Uma frase, lida há muito tempo, já não sei onde, instalou no meu espírito questões intrigantes, especulações. Imagino que ela poderia ser a conclusão ou a abertura de um artigo, ou ambas. Eis a frase e o autor:

“Por que tive de nascer com tais contemporâneos?” (George Bernard Shaw, dramaturgo e pensador irlandês, 1856- 1950.).

Conheço a frase por citação, fora de contexto, somente em tradução, não sei de quem ele falava. Talvez de tiranos como Stalin e Hitler, mas o homem viveu 94 anos e nem o ano da frase eu sei, qual a safra. Todas as safras dele são boas. Shaw teve contemporâneos brilhantes como Bertrand Russell, James Joyce, Franz Kafka, Paul Valéry, Sigmund Freud, Friederich Nietzsche. A frase pode ser de um personagem de suas peças. Pode ser que se referisse a políticos, que poluem qualquer época. No fundo, não interessa a quem ele se referia; sabê-lo diminuiria o poder inquietante da frase, fecharia o seu sentido. Gosto dela assim, aberta, errante, sem endereço.

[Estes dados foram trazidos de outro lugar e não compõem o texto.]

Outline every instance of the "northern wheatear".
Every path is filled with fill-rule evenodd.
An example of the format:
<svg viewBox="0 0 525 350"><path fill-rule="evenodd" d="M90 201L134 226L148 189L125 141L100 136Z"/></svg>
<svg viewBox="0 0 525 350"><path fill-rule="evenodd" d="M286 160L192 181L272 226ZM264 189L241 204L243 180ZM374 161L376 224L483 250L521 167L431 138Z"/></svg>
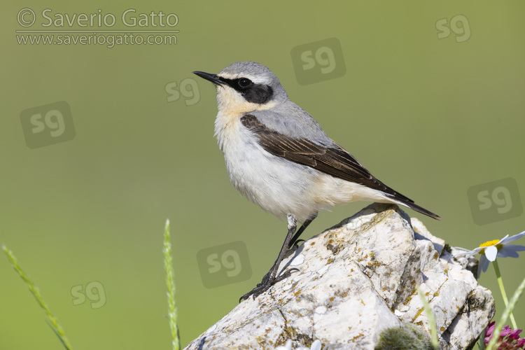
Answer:
<svg viewBox="0 0 525 350"><path fill-rule="evenodd" d="M288 97L277 77L253 62L219 73L194 71L217 88L215 135L233 186L251 202L288 220L276 261L251 292L255 298L290 276L277 276L284 257L321 209L365 200L407 206L440 218L388 187L330 139L317 122ZM298 221L302 223L297 229Z"/></svg>

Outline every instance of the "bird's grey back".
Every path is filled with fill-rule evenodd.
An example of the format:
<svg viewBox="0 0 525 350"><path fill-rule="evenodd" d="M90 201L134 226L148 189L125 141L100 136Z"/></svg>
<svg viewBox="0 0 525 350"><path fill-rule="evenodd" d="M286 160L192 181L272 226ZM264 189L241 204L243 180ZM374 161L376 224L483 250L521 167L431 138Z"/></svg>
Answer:
<svg viewBox="0 0 525 350"><path fill-rule="evenodd" d="M290 137L306 139L325 146L335 146L312 115L289 99L272 108L255 111L254 115L267 127Z"/></svg>

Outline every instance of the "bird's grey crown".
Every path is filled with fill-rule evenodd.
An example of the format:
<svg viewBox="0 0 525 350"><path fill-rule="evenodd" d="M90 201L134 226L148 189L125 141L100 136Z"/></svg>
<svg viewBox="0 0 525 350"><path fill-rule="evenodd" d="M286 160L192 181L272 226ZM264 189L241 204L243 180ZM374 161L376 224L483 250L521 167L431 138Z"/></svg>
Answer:
<svg viewBox="0 0 525 350"><path fill-rule="evenodd" d="M219 76L225 74L247 78L256 84L264 84L271 87L274 94L272 99L275 101L288 99L288 94L277 76L260 63L251 61L232 63L219 73Z"/></svg>

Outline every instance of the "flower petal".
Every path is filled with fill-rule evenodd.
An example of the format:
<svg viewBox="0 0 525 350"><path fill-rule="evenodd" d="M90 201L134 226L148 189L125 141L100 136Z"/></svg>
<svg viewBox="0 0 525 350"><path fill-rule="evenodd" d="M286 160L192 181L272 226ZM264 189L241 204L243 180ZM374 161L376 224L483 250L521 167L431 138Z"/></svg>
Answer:
<svg viewBox="0 0 525 350"><path fill-rule="evenodd" d="M518 233L517 234L514 234L514 236L511 236L510 237L509 237L509 235L507 234L503 239L502 239L500 241L500 243L503 244L506 244L508 242L510 242L510 241L515 241L516 239L522 238L524 236L525 236L525 231L524 231L524 232L522 232L521 233ZM508 237L508 238L507 238L507 237Z"/></svg>
<svg viewBox="0 0 525 350"><path fill-rule="evenodd" d="M485 256L490 261L494 261L498 255L498 248L494 246L487 246L485 248Z"/></svg>

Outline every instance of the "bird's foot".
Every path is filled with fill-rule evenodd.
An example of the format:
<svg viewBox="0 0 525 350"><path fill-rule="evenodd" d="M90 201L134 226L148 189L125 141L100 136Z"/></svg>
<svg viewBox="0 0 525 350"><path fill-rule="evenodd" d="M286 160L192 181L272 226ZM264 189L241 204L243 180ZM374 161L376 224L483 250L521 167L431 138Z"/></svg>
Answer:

No ano em que ele morreu, 1950, o dramaturgo francês Henry de Montherlant botou esta fala na peça Malatesta: “Se eu pudesse mudar um pouco de contemporâneos”. É um lamento, mas a ideia é a mesma.

Vamos passear com essa palavra.

Quem são os nossos contemporâneos, se cada um de nós, em cada região, cada país, vive em um mundo cultural, tecnológico e político diferente? Contemporâneo não é só o que há de mais avançado, a vanguarda, mas também o que estagnou há séculos, como o sertão.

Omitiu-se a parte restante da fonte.